By reinvigorating the free-agency talent pool with a new group of players who might otherwise have been restricted, we're encouraging more teams to open up cap space. If they do so, more players will feel comfortable eschewing extensions and becoming free agents. Suddenly, free agency could become a real mechanism for team-building again. This is probably the only feasible way to make this happen. In theory, the NBA could tighten its restriction rules again, but neither side is going to want to collectively bargain for that. Players want earlier and easier access to money. Teams want to be able to retain their players. This proposal is obviously player-friendly. I'd view it as a concession the owners would be making in order to redo the max structure.

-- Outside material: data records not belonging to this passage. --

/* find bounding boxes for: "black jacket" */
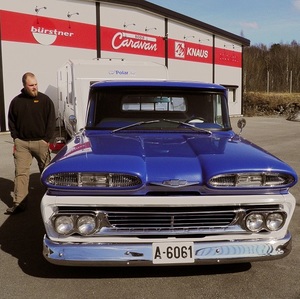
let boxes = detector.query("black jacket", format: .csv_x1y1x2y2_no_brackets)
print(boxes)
8,89,56,142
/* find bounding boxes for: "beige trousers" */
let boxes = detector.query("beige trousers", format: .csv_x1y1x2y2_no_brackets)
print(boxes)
13,138,51,205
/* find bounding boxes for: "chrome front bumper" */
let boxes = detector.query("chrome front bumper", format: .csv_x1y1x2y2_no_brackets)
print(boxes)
43,233,292,266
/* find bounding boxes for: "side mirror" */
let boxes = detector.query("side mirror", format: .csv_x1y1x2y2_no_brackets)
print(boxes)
69,115,77,125
237,118,246,135
69,115,77,135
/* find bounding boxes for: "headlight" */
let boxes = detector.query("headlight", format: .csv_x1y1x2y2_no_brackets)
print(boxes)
245,213,264,232
52,214,101,236
54,215,74,235
208,172,294,188
46,172,142,188
77,215,97,235
266,213,285,231
244,212,286,232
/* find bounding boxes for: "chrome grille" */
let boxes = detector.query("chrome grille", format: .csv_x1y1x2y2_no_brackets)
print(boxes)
107,210,236,229
57,204,281,236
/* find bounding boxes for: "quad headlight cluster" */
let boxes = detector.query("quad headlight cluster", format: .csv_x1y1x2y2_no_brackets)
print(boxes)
51,210,287,236
244,211,286,232
52,214,100,236
208,172,294,188
46,172,142,188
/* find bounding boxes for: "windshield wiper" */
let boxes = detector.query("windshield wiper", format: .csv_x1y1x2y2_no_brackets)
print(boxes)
111,119,212,134
111,119,160,133
162,119,212,135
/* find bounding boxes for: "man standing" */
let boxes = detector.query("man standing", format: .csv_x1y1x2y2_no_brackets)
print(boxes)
6,72,56,214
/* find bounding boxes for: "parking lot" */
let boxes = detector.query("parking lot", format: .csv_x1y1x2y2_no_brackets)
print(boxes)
0,116,300,299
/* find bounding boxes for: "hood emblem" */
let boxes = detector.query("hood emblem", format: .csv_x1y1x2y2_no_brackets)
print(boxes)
150,179,198,188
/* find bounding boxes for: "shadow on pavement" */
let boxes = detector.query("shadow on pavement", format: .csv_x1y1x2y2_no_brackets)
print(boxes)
0,173,251,279
0,177,14,207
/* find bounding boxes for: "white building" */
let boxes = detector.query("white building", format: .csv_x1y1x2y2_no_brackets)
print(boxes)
0,0,250,132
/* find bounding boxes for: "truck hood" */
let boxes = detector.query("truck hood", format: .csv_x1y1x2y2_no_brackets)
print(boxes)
43,130,297,189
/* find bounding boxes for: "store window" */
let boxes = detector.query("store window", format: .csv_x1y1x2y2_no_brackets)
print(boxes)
223,85,238,103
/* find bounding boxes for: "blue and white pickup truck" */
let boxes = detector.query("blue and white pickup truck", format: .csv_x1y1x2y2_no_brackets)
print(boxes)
41,80,298,266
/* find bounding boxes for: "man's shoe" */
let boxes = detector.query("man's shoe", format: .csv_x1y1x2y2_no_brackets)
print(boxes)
5,203,25,215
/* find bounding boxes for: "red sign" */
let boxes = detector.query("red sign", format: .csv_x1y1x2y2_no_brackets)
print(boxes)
215,47,241,68
168,40,213,64
101,27,165,57
0,10,96,49
0,10,241,68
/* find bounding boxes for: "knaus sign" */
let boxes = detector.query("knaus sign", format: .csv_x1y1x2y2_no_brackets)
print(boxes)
173,41,210,62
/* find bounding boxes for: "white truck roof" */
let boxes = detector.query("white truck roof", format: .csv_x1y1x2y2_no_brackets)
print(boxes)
67,58,168,81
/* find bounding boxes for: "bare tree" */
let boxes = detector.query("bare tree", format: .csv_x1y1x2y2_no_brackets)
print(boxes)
244,42,300,93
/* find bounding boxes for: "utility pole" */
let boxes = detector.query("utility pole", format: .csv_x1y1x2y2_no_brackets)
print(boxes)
290,70,293,93
267,70,270,93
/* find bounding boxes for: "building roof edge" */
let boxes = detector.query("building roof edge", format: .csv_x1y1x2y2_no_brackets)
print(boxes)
94,0,250,46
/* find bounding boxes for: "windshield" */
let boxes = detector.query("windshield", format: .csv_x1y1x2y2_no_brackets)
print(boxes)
86,86,231,131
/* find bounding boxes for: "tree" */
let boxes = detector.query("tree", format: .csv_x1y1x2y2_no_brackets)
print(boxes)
244,42,300,93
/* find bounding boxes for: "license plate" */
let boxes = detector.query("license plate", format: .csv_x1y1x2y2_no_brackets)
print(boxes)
152,242,195,264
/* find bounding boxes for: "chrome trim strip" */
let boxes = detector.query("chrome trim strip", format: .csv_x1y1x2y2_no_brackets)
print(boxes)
43,232,292,266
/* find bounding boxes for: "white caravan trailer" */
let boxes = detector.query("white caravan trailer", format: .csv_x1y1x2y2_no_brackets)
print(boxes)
58,59,168,138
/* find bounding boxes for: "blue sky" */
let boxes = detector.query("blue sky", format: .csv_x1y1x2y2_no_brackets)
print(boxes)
149,0,300,46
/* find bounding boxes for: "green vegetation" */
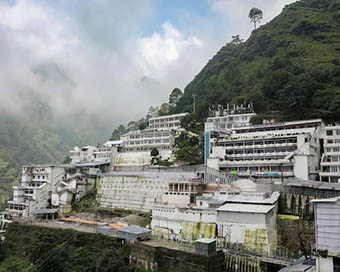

4. Soften a few apron-induced restrictions
The basic concept of the aprons makes sense. Some of the actual restrictions it imposes are just a bit too draconian. I'm going to run through a few quick tweaks to make them slightly more manageable.
- When a team takes back more salary than it sends out through a trade, it creates a hard cap at the first apron. What this means, functionally, is that any time two teams trade with one another, one of them automatically gets hard-capped unless the exact dollar amounts getting traded are equal. Teams sidestep this by looping in third teams, but it just makes far more sense to build in, say, a 5% buffer that any team can use once per season before it triggers a hard cap.
- The first and second aprons rise at the same rate as the salary cap each year. However, given how much more punitive the second apron is than the first, I'd propose widening the gap just a bit more to create some extra wiggle room. Let's just tack on an extra $1 million to whatever the formula generates each season to make life a bit easier for teams.
- The bi-annual exception is the weakest overall cap exception. It pays less than any mid-level exception, it can only be used once every two years, and it's only available to teams that are willing to hard-cap themselves at the first apron. I'd bump that up to the second apron. It seems like a fair tradeoff, as teams with second-apron hard caps only have access to the smaller, taxpayer mid-level exception. This way, they may not have access to the higher-level free agents that the non-taxpayer mid-level exception provides, but they would at least be able to cultivate a bit more depth through quantity by signing multiple players for more than the minimum.
Players would obviously prefer loosening these restrictions even further, but collective bargaining is a two-way street. Neither side is ever going to be fully happy with the arrangement, so mutually beneficial incremental change is usually the best either side can hope for. The last CBA went too far, but the next one can take steps back in the right direction.